"A shape whose impossibility might have been an elegant theorem, but whose existence may be much more elegant." Chandler Davis, Editor-in-Chief, The Mathematical Intelligencer http://www.gomboc.eu/gomboc_english.html
an impossible shape is one sided. unless a line is counted as a shape, hey i just had a thought. you see a straight line, no matter how thin it is, its still a type of rectangle. because if you zoom in close enough you would be able to see all 4 sides. like this - <--- that is still a rectangle even though it looks like a line. peace.
In math a line has dimension 1, so no matter how much you zoom in, it willl never be a rectangle which has dimension 2. So that could be an impossible shape. Or do we define shapes as something with dimensions higher than 1?
It's a bit like a mexican jumping bean. I was watching the film waiting for it to do something dramatic, so was a little disappointed. It does move as though it couldn't decide what to do next, which is the point I suppose.
whats the difference between a rectangle and a straight line? if you colour in the rectangle its just a big fat line. peace.
A line (mathematically speaking) has only length no width. So it has dimension 1. A rectangle has length and width and has dimension 2. So a fat line is a rectangle.
" The "Gömböc" is the first homogeneous, convex object having just one stable and one unstable point of equilibrium."
I can't tell why the editor made that comment... he seems to imply that there is an elegant theorem that was supposed to prove that there are no homogenous convex mono-monostatic bodies, but I can't find any such proof :shrug: Describing impossible shapes is easy. Trivially, a square circle is impossible. Almost as trivially, a regular convex 3D polyhedron with exactly ten faces is impossible. Or, a convex 3D polyhedron with more faces than edges is impossible. Here's a less trivial impossible shape, by the wonderful M.C. Escher: Please Register or Log in to view the hidden image!
but can a line be so tiny that it has no width dimension? no matter how small you can draw a line, i can always zoom in with a microscope and describe how wide it is in micro measurements. peace.
A line is a mathematical construct...no one can really "draw" a line physically. In that technical sense, this . is not a "point" because it has a definite (though small) height and width.
Yeah, but what we draw is just an approximation of line not mathematical line. Just the same as a drawn tiger is not a real tiger. Edit: too late.

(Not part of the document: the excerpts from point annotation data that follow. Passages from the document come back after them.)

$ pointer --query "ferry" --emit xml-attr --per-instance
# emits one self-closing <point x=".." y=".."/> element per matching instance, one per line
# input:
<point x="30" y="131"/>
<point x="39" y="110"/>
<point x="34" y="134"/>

Hi EFoC, A true line is physically impossible. Any line that you draw is not a true line, but a 2D shape. The question in this thread isn't so much about physical possibility, but theoretical possibility - possibility in the land of mathematics.
I wonder if it counts if the viewer of said object is from a different dimension? If the analog for a cube in the 4th dimension is a hypercube, then perhaps there is an analog in another-space that renders three sided/circular squares that aren't considered true triangles/circles somehow. Maybe there is a way to redefine the "z-axis", or use modified spatial dimensions (IE - height, width, and something non-perpendicular to the others, or completely different in it's own function) Of course, I'm just tossing a foggy wild idea in there. BTW - not trying to derail the original topic (technically, the discussion is about the Gömböc).
Definitely. Topologists will always specify the number of dimensions they're working in, because different theorems apply in different dimensions. There's a joke about this: A topologist and an applied mathemetician attend a public lecture on geometry in thirteen-dimensional space. "How did you like it?" the topologist asks afterward. "My head's spinning", says the applied mathemetician. "How can you possibly visualize thirteen-dimensional space?" "Easy!" says the topologist. "Just visualize an n-dimensional space, then set n = 13."